A few years later when mom became more ill, Kathy took me to dinner and shopping. She took me to Harry’s and we sat at a quiet table where I ate a burger and she talked to me like a grown up. I bought a dress, a hat and hose that afternoon. My first pair of hose.

There were a few other outings with Kathy, but I started growing up - finding independence/rebellion, and she had her own life - a divorce and two grown boys that had issues of their own.

Many years later on a visit back home I tried to catch her at the school to say hello, but she’d transferred to another program across town. A few years past that, I got a letter in the mail from one of my childhood girlfriends mother.

“I thought you’d want to know” the note said. I unfolded the slip of paper enclosed, ashy colored and clearly cut from the local newspaper. It was Kathy’s obituary.
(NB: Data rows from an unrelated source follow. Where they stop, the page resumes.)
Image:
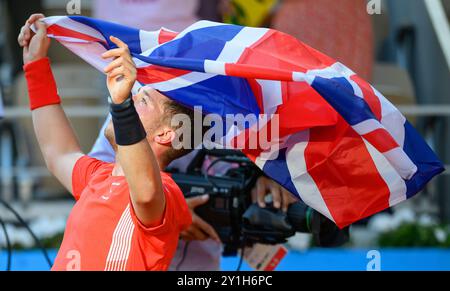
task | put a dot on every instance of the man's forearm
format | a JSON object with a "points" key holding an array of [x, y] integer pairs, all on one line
{"points": [[55, 136]]}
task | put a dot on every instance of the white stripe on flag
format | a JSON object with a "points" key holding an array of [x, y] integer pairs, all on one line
{"points": [[198, 25], [182, 81], [303, 182], [395, 183], [235, 47], [367, 126], [392, 119], [90, 52], [149, 39], [401, 162], [66, 22]]}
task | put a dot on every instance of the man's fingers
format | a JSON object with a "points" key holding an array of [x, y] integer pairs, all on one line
{"points": [[285, 199], [261, 193], [115, 53], [40, 27], [115, 63], [35, 17], [207, 228], [120, 61], [118, 42], [196, 201], [24, 35]]}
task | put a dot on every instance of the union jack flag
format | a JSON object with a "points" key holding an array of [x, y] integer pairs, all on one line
{"points": [[343, 148]]}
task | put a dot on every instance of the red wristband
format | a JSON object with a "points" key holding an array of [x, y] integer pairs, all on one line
{"points": [[41, 84]]}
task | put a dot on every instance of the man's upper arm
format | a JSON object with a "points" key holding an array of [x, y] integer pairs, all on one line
{"points": [[74, 171]]}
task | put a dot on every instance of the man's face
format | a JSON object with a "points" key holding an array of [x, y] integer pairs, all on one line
{"points": [[149, 105]]}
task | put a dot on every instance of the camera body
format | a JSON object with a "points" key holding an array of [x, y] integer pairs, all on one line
{"points": [[238, 221]]}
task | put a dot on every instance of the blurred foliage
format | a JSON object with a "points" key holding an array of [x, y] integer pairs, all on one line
{"points": [[416, 235]]}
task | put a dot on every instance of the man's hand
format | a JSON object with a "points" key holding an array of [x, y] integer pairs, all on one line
{"points": [[281, 197], [199, 229], [35, 45], [121, 72]]}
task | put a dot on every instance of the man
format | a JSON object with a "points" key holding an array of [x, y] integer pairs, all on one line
{"points": [[199, 248], [129, 214]]}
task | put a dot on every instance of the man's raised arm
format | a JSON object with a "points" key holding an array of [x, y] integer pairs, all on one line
{"points": [[55, 136], [134, 153]]}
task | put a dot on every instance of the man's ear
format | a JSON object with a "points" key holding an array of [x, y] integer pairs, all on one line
{"points": [[165, 136]]}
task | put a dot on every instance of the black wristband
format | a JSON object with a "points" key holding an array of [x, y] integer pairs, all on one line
{"points": [[128, 129]]}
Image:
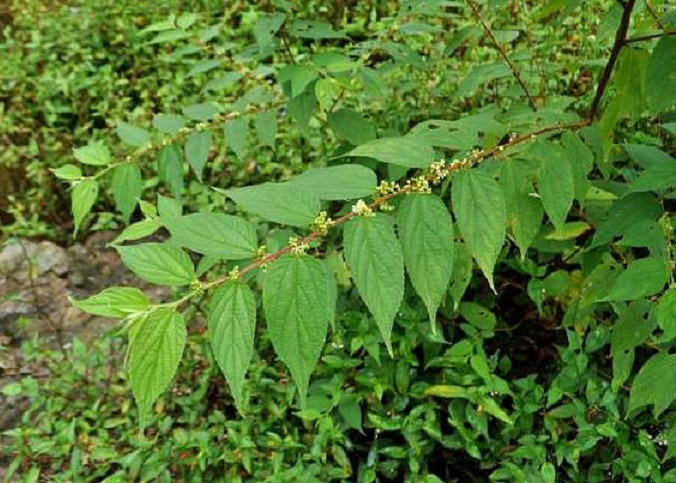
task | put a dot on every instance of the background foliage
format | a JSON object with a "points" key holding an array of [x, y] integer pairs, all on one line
{"points": [[550, 358]]}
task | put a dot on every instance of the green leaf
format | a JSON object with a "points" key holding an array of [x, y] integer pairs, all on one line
{"points": [[266, 127], [169, 207], [266, 27], [138, 230], [351, 126], [277, 202], [662, 75], [82, 200], [656, 178], [132, 135], [654, 384], [127, 186], [203, 66], [426, 234], [116, 302], [313, 29], [581, 160], [204, 111], [403, 151], [170, 168], [666, 314], [342, 182], [95, 154], [462, 273], [236, 132], [296, 301], [232, 323], [376, 261], [479, 207], [158, 263], [155, 350], [215, 234], [556, 185], [68, 172], [197, 149], [168, 123], [642, 278]]}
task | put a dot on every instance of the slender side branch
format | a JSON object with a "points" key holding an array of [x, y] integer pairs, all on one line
{"points": [[474, 159], [620, 39], [643, 38], [498, 46]]}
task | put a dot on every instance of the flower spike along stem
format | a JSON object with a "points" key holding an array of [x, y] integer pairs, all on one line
{"points": [[433, 176]]}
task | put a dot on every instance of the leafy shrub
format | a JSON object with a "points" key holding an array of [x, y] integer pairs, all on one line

I regret never having told her how her energy made a mark on me, how the interest she showed just may have been the little bit I needed to keep me on the crooked and narrow. How the chunk of love she gave made a difference and ensured my survival.

I still think about her regularly - she’s always in a maroon blouse with a scooped neckline and black trousers. She’s slipping a finger in the shoulder of her shirt to adjust her strap (she did this regularly but it wasn’t until years later that I understood it). She’s wearing that wonderful necklace, smiling, and glowing like an angel.

Me? I’m still the kid who stabbed her teacher in the eye with a pencil.

I write, you read. It's a clean and simple relationship.